While displays have come a long way they still do not look as good as paper. Even though paper doesn’t emit one photon of light, nobody ever says that it doesn’t look bright enough or colorful enough or flexible enough or thin enough or low power enough or sufficiently viewable from all angles. One has to wonder if in 50 years we will yet have a display with the attributes of paper.
I could never have imagined in those early years that anyone would ever complain that a display was too colorful. Yet, that is exactly the conclusion of Ray Soniera of DisplayMate. http://bit.ly/PgmCFN He says that the display in the Galaxy S3 is too colorful because it has a color gamut in excess of sRGB, a standard that was historically picked for studio monitors. The iPhone5 has an LCD that very closely matches sRGB, so presumably that make this better that the Galaxy S3 that has a gamut that is ~105% of 1953 NTSC
On the other hand, every TV showroom is filled with TVs that strive for 1953 NTSC color gamut, a gamut that is 41% larger than sRGB. It was correctly noted by some bloggers that if one offered a TV with only sRGB consumers comparing TVs would be very unlikely to pick the sRGB model for their TV. You need to be a judge of this attribute for yourself. While sRGB has been the gamut standard for web content, smartphones are increasingly displaying video, where the standard has been NTSC. There are those who now expect their smartphone to be able to display both video and web content with the color of the most demanding application.
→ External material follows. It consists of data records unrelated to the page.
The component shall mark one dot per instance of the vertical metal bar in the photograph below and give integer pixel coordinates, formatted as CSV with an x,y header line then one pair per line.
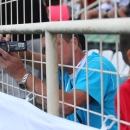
x,y
101,73
50,10
62,72
52,69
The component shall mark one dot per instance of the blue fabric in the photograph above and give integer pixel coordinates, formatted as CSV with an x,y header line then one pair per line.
x,y
94,82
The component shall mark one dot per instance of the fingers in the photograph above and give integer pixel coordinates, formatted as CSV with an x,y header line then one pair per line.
x,y
5,55
7,38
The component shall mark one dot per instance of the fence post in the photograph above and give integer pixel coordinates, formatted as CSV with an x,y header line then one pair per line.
x,y
52,74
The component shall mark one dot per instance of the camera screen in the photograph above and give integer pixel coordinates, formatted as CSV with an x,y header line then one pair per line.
x,y
21,44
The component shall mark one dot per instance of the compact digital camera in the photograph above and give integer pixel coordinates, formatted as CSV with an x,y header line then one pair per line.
x,y
13,46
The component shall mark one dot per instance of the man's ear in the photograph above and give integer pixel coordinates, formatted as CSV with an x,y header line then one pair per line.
x,y
128,54
75,43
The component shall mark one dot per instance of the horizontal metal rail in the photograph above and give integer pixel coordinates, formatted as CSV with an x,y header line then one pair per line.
x,y
97,26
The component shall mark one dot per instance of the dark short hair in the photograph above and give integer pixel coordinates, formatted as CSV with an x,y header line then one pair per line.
x,y
68,37
125,46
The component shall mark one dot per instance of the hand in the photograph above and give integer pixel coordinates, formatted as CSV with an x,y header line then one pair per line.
x,y
12,64
107,1
7,38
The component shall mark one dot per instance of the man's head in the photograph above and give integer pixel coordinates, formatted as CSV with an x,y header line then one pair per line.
x,y
67,45
125,47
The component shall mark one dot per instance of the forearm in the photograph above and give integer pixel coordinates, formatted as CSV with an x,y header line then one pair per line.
x,y
35,84
33,56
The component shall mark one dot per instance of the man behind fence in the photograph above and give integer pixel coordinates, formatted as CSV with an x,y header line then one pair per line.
x,y
11,63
At this link you can see a comparison of both NTSC and sRGB
When I have demonstrated my Galaxy S3, those people that I have polled have been very impressed with the color and the contrast. None have said it has gaudy colors.
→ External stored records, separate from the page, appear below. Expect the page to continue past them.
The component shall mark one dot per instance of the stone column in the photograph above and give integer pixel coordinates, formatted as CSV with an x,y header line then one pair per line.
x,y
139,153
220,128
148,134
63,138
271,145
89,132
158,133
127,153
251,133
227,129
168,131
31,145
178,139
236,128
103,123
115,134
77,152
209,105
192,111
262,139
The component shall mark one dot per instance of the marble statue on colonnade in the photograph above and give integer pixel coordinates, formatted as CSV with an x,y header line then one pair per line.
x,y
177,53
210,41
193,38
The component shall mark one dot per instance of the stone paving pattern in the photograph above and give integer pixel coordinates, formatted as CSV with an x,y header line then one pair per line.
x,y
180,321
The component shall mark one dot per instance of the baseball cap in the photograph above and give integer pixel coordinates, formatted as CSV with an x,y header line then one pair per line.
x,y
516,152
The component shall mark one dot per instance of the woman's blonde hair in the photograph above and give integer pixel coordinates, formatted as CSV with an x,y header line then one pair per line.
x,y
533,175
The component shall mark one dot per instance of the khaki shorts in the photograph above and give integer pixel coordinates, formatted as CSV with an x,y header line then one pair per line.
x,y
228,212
Ray also comments that the Galaxy S3 needs to be brighter. On this point I might agree. If you want to use the S3 in full sunlight it is difficult to compete with an LCD that is also partially transflective. It takes considerable brightness to compete with the sun. That said it is largely due to PenTile technology that the S3 display is as bright as it is. Brightness correlates to current density. Lifetime is affected by current density. Thanks to PenTile which reduced current density, the S3 is still viewable in rather bright environments.
Neither the Galaxy S3 nor the iPhone 5 display are yet up to the standards of paper, but I must say that both of these displays have come a long way from where this industry began only 50 years ago.